That, according to John Mauldin, should be the Fed's theme song this year. Not too many people disagree that we're in a bubbly economy and no one disagrees that the Fed and other Central Banksters' easy money policies are the cause. What does seem to be subject to debate is whether or not this is a bad thing.
That's why that first link is very important – it reminds us how the "best and brightest" minds of a generation can be so completely wrong about something so "obvious" in hind-sight. The reason us macro guys don't like bubbles is PHYSICS – they burst. And, when economic bubbles burst, they cause a lot of damage – the hangover simply isn't worth the party.

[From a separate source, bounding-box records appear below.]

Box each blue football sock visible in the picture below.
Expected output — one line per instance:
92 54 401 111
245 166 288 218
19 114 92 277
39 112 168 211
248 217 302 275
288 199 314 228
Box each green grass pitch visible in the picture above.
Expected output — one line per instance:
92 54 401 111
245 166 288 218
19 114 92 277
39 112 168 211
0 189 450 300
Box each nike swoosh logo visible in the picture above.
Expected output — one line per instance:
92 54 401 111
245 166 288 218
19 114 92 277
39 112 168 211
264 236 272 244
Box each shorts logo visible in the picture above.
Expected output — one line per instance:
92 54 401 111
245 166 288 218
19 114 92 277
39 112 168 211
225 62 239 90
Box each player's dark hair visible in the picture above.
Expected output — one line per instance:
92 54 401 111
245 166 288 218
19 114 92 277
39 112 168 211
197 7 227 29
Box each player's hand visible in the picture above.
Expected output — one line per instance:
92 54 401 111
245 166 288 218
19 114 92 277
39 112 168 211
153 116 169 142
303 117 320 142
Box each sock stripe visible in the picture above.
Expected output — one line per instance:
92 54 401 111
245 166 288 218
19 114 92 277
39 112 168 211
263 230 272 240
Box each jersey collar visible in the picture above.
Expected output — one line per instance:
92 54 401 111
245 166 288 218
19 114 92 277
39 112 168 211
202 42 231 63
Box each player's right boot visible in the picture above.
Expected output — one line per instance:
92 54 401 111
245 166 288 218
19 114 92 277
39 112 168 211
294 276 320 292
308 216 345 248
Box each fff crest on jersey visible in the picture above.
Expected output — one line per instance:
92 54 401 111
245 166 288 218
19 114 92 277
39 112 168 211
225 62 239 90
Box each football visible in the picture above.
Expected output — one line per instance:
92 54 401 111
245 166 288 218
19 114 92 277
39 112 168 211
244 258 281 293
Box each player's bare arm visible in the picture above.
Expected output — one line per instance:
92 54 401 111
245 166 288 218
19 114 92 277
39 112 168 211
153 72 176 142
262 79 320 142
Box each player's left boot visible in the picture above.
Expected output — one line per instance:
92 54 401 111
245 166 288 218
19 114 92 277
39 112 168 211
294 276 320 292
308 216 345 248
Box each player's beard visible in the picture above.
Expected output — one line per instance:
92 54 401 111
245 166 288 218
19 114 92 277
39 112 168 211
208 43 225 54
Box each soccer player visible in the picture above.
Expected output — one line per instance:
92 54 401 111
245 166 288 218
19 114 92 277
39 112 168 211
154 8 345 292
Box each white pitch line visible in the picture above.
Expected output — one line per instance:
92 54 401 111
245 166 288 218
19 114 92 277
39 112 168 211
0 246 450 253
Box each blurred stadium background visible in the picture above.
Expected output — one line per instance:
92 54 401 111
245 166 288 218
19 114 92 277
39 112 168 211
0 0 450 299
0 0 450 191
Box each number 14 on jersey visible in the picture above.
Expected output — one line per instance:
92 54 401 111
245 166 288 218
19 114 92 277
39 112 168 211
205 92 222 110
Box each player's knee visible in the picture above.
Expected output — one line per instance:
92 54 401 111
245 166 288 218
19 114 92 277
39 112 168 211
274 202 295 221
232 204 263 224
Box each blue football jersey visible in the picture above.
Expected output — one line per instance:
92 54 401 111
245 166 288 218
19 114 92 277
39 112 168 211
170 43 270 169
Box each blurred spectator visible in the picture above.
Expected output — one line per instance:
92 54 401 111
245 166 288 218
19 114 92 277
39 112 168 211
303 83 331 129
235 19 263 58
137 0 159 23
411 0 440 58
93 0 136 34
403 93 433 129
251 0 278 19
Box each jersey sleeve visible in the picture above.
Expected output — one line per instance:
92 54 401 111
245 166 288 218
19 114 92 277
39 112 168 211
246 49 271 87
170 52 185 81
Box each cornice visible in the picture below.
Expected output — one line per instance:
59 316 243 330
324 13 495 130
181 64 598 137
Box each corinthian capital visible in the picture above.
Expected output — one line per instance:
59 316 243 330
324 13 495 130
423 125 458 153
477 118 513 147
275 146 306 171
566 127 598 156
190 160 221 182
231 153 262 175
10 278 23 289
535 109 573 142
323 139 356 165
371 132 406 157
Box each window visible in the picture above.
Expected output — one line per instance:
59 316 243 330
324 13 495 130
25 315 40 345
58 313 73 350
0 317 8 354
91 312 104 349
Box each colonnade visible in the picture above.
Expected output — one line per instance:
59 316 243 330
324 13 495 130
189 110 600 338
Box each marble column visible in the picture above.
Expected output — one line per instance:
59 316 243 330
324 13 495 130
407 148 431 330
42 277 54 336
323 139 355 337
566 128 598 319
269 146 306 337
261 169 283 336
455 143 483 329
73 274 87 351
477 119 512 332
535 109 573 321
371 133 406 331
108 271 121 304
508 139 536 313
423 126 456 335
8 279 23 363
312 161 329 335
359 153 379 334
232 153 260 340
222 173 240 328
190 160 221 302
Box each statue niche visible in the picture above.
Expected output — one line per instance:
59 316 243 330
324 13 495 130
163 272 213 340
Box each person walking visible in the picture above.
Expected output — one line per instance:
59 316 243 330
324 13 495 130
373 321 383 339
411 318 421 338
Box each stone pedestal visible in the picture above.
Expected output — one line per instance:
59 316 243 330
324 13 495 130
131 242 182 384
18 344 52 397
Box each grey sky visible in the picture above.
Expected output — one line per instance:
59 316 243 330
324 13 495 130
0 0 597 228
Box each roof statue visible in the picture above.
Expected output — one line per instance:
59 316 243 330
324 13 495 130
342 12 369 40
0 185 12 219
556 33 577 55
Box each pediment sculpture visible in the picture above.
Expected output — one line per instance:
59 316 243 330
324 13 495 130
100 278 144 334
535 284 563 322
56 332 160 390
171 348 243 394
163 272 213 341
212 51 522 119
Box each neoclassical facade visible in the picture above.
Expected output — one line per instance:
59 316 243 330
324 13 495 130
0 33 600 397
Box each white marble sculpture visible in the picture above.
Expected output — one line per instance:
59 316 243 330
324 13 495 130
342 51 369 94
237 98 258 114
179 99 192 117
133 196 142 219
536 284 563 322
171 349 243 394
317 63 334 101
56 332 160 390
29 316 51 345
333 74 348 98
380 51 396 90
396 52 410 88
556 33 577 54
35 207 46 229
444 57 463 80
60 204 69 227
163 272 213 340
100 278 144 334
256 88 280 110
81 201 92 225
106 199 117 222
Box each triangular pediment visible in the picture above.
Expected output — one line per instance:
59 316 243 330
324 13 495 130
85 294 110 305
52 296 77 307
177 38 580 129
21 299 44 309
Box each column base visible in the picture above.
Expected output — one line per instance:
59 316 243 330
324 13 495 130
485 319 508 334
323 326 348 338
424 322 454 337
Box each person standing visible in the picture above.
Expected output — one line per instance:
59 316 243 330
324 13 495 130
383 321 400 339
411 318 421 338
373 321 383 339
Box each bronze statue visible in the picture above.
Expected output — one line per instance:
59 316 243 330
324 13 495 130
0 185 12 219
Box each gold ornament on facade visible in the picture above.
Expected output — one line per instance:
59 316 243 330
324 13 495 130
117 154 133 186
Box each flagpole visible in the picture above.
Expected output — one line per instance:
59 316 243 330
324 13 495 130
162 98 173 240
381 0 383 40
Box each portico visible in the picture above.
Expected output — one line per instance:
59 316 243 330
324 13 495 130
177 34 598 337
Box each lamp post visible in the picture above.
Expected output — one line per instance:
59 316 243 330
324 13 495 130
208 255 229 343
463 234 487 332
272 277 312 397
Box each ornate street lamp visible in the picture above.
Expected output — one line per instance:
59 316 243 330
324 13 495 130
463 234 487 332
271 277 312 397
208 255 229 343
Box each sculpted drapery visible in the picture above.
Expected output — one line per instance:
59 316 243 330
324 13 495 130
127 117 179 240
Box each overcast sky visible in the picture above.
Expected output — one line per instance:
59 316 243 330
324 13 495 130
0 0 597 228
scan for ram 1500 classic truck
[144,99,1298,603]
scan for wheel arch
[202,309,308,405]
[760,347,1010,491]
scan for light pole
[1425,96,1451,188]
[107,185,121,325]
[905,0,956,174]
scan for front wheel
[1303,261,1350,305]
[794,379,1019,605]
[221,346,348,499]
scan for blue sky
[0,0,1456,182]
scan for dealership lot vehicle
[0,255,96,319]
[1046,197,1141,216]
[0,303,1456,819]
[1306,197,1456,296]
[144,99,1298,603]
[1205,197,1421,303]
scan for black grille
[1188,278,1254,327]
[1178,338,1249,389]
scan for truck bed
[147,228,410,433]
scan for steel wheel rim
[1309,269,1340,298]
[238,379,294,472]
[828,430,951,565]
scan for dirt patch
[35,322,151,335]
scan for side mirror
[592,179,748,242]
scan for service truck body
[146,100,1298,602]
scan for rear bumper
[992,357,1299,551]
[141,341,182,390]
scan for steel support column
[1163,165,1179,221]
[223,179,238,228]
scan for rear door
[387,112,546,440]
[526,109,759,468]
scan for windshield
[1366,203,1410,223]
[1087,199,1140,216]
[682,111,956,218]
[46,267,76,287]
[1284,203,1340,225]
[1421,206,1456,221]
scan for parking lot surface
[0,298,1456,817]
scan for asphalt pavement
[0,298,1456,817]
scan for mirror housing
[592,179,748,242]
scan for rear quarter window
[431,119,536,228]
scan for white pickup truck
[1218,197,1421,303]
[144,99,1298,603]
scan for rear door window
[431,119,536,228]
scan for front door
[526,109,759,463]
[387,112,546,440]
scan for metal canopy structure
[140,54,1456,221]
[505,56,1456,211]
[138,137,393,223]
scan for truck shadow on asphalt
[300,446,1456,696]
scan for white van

As Mauldin notes, Since 1990, the P/E multiple of the S&P 500 has appreciated by about 2% a year; in 2013, the S&P's P/E has increased by 18%. We already know that margin debt is, once again, through the roof, back to pre-crash levels of 1999 and 2007 but trying to warn you off this market is like standing in front of the new keg that just came into the frat party and saying "Don't you think we've had enough already?"
People simply aren't wired that way. You KNOW there is no such thing as a free lunch yet when do you ever turn down a free lunch? We tell our children not to take candy from strangers but then make up an entire holiday where the whole point is to take as much candy from strangers as you possibly can. My daughter came back home with a pillowcase full of candy – more candy than she's allowed to have all year, not counting last November, when she consumed her last pillowcase full of candy.
We are stupid animals. If alien scientists are studying us as investors, they would be incredulous that we are making all the same mistakes we made 5 years ago, which were essentially the same mistakes we had made 8 years before that. What we generally like to call "economic cycles" is generally just our tendency to repeat really stupid behavior – over and over again.